In early 2024, Air Canada had to pay a customer because its AI chatbot “hallucinated” and created a policy that didn’t exist. The AI chatbot promised a discount that was not available after booking the ticket. It was one of the most significant cases in which artificial intelligence hallucinations cost the airline $812 in damages. But what exactly are AI hallucinations and why do they occur? To understand this problem, let’s take our deep dive.
What are Artificial Intelligence Hallucinations?
Artificial intelligence hallucinations occur when the AI system generates false, misleading, or entirely fabricated information with complete confidence. It is a challenging problem in the field of AI, where AI chatbots confidently give incorrect answer as verified facts. What makes AI hallucinations dangerous is that they sound very plausible and convincing.
Please note that AI hallucinations are not grammar errors or typos. The facts presented appear factual at first glance and are grammatically correct. In fact, a recent study shows that when AI models hallucinate, they use more confident language than when they provide factual information.
And artificial intelligence hallucinations aren’t just limited to text output. AI hallucinations also occur in AI-generated images and videos, where you notice multiple fingers or strange human features. These are all examples of AI hallucinations where the AI system makes up facts that do not exist.
Why do AI chatbots hallucinate?
To understand why AI chatbots hallucinate, we need to understand how large language models (LLMs) work. Unlike humans, LLMs do not understand words and information and lack a true understanding of the world. They are trained on a huge amount of text and LLMs identify patterns from the training dataset. Now LLMs try to predict which word should come next in a sequence using statistical probabilities.

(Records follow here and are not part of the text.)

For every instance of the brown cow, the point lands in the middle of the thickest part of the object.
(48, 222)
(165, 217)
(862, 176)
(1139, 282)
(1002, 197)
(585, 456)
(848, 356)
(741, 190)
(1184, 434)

So if there is limited data in the training dataset, which means if the AI model is small, there is a high chance of AI hallucinations. Basically, when the AI model doesn’t have accurate information about a specific topic, it tries to guess the answer, often giving incorrect answers.
In addition, AI models are trained on an enormous amount of text from the internet. Now, if there is false information on the internet or bias in the text, the AI chatbot learns to mimic that information without understanding the text. So data cleaning is an important way to reduce hallucinations.
OpenAI recently published an article stating that the language models are hallucinating because they are trained to predict the next word and not to distinguish truth from falsehood. Second, they are rewarded for guessing and providing an answer, rather than saying “I don’t know” when the facts are uncertain.
So during post-training, AI models should not be penalized for saying “I’m not sure” or “I don’t know.” Instead, they should be rewarded and that will change the model’s behavior when they are unsure and reduce the hallucinations.
Which AI models have the lowest hallucination rates?
Artificial Analysis recently introduced a new Omniscience Index that measures knowledge and hallucinations across different domains. In this benchmark, Google’s Gemini 3 Pro, Anthropic’s Claude Opus 4.5, and OpenAI’s GPT-5.1 High showed lower hallucination rates. So if you’re looking for an AI model that’s less hallucinating, you can try one of these AI chatbots.
Real-world consequences of artificial intelligence hallucinations
Following the launch of ChatGPT in late 2022, artificial intelligence hallucinations have wreaked havoc across the world. In 2023, a lawyer used ChatGPT to draft court papers without realizing that most of the cases cited are fake. ChatGPT made up non-existent lawsuits with realistic names.
In 2023, Google’s first AI chatbot Bard gave an incorrect answer in a promotional video, claiming that the James Webb Space Telescope had captured the first images of a planet outside the solar system. This mistake or ‘hallucination’ caused Google to lose $100 billion in market value.
In 2025, the Chicago Sun-Times published a summer reading list using AI, but 10 of the 15 titles turned out to be fake. The newspaper later removed the online edition of the article. And recently, Deloitte provided a report to the Australian government for $440,000, but it was found that the report was created using AI and contained multiple fabricated quotes and errors.